Medulloblastoma is the most common malignant brain tumor of childhood. In keeping with the greater emphasis on tumoral molecular status, the WHO classification initially recognized four principle molecular groups of this tumor including wingless type (WNT), sonic hedgehog (SHH), and groups 3 and 4 [74, 75]. The 2021 WHO update further divided SHH on the basis of TP53 status (wildtype vs mutant) due to vastly different clinicopathologic natures. Additionally, groups 3 and 4 are now designated under non-WNT/non-SHH medulloblastomas and multiple more granular subgroups were added (4 of SHH and 8 of non-WNT/non-SHH) [3].

Medulloblastoma clinical implications

WNT tumors typically have an excellent prognosis, SHH and group 4 have an intermediate prognosis and group 3 tumors have a relatively poor prognosis (> 90%, ~ 75% and 50–60% survival at 5 years, respectively) [76, 77]. Risk adapted treatment is based on clinical factors including metastatic disease at presentation and residual disease after surgical resection. Given these divergent prognoses, there is considerable capacity to under- or over-treat a subgroup if the molecular landscape is not accounted for.

In patients with a WNT tumor and no metastatic disease, a de-escalated regimen with reduced dose craniospinal radiation and/or chemotherapy can be considered [6]. Patients with SHH subgroup γ can be treated with chemotherapy only whereas those with SHH subgroup β may require intraventricular methotrexate in addition to chemotherapy [78]. Currently, the addition of gemcitabine, a nucleoside analog, and pemetrexed, a folate antimetabolite, are being evaluated in whether they confer an improved prognosis in group 3 and 4 medulloblastoma [79, 80].

Medulloblastoma imaging

The majority of medulloblastomas arise in the cerebellum. The epicenter of the tumor has been shown to be predictive of the molecular group. WNT tumors typically are centered at the cerebellar peduncle, adult SHH tumors within the cerebellar hemispheres and group 3/4 tumors at midline [74, 75, 81, 82]. Additionally, infants with a tumor that exhibits ill-defined margins and prominent enhancement is likely to be of the group 3 or SHH variety. In contrast, children with a tumor that exhibits well-defined margins, but trace to no enhancement is likely to be group 4. Medulloblastomas found in adulthood tend to be of the SHH variety [74].
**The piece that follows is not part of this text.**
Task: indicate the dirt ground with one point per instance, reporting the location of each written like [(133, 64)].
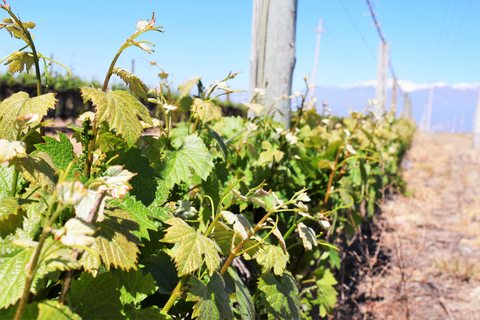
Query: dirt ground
[(430, 238)]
MR spectroscopy can help differentiate groups 3 and 4 as these show taurine peaks and high creatine. On the other hand, the SHH group shows low to no taurine or creatine levels [83, 84].

Within the past few years, there has been growing literature on utilizing radiomics and machine learning to predict these molecular groups. Dasgupta et al. have shown a model in which medulloblastoma groups could be accurately predicted in 74% cases, the most impressive of which was the SHH group at 95% [85]. This degree of accuracy has been corroborated on multiple additional analyses [86,87,88].

The pattern of tumor dissemination in metastatic medulloblastoma also demonstrates unique radiomic signatures [89]. Metastases of group 3 tumors have a laminar appearance, metastases of group 4 tumors are nodular, and suprasellar metastatic deposits are highly specific of group 4 tumors [90].

BRAF mutant tumors

Background

Oncogenesis in pediatric gliomas differs significantly from adult tumors. In children, most tumors of glial origin are low-grade. From a molecular perspective, virtually all of them carry mutations that affect the mitogen activated protein kinase (MAPK) pathway [91]. The canonical mutations that drive oncogenesis and carry prognostic significance in adult gliomas (e.g. IDH) are not involved in oncogenesis in low-grade tumors of childhood. These biologic differences are believed to drive the diverging clinical course of low-grade gliomas in children and adults [92].

BRAF is a protooncogene that is part of the MAPK pathway. It is a commonly implicated mutation in several pediatric brain tumors, particularly low-grade gliomas. The two principal alterations are BRAF fusion and the V600E mutant [93].

The chromosomal fusion alteration involves duplication and insertion of the BRAF oncogene into a fusion target, the most common of which is the K1AA1549 gene [93]. The BRAF-K1AA1549 fusion has been reported in up to 66% of pilocytic astrocytoma (PA) [94]. The evidence for specificity of BRAF status in PA remains controversial. Some reports suggest no cases of BRAF fusion in a range of low-grade gliomas, whereas other cohorts report the alteration in up to 15% of non-pilocytic low-grade gliomas [95]. BRAFV600 mutation has been implicated in high frequencies with pleomorphic xanthoastrocytoma (PXA), ganglioglioma (GG) and extracerebellar PA [96].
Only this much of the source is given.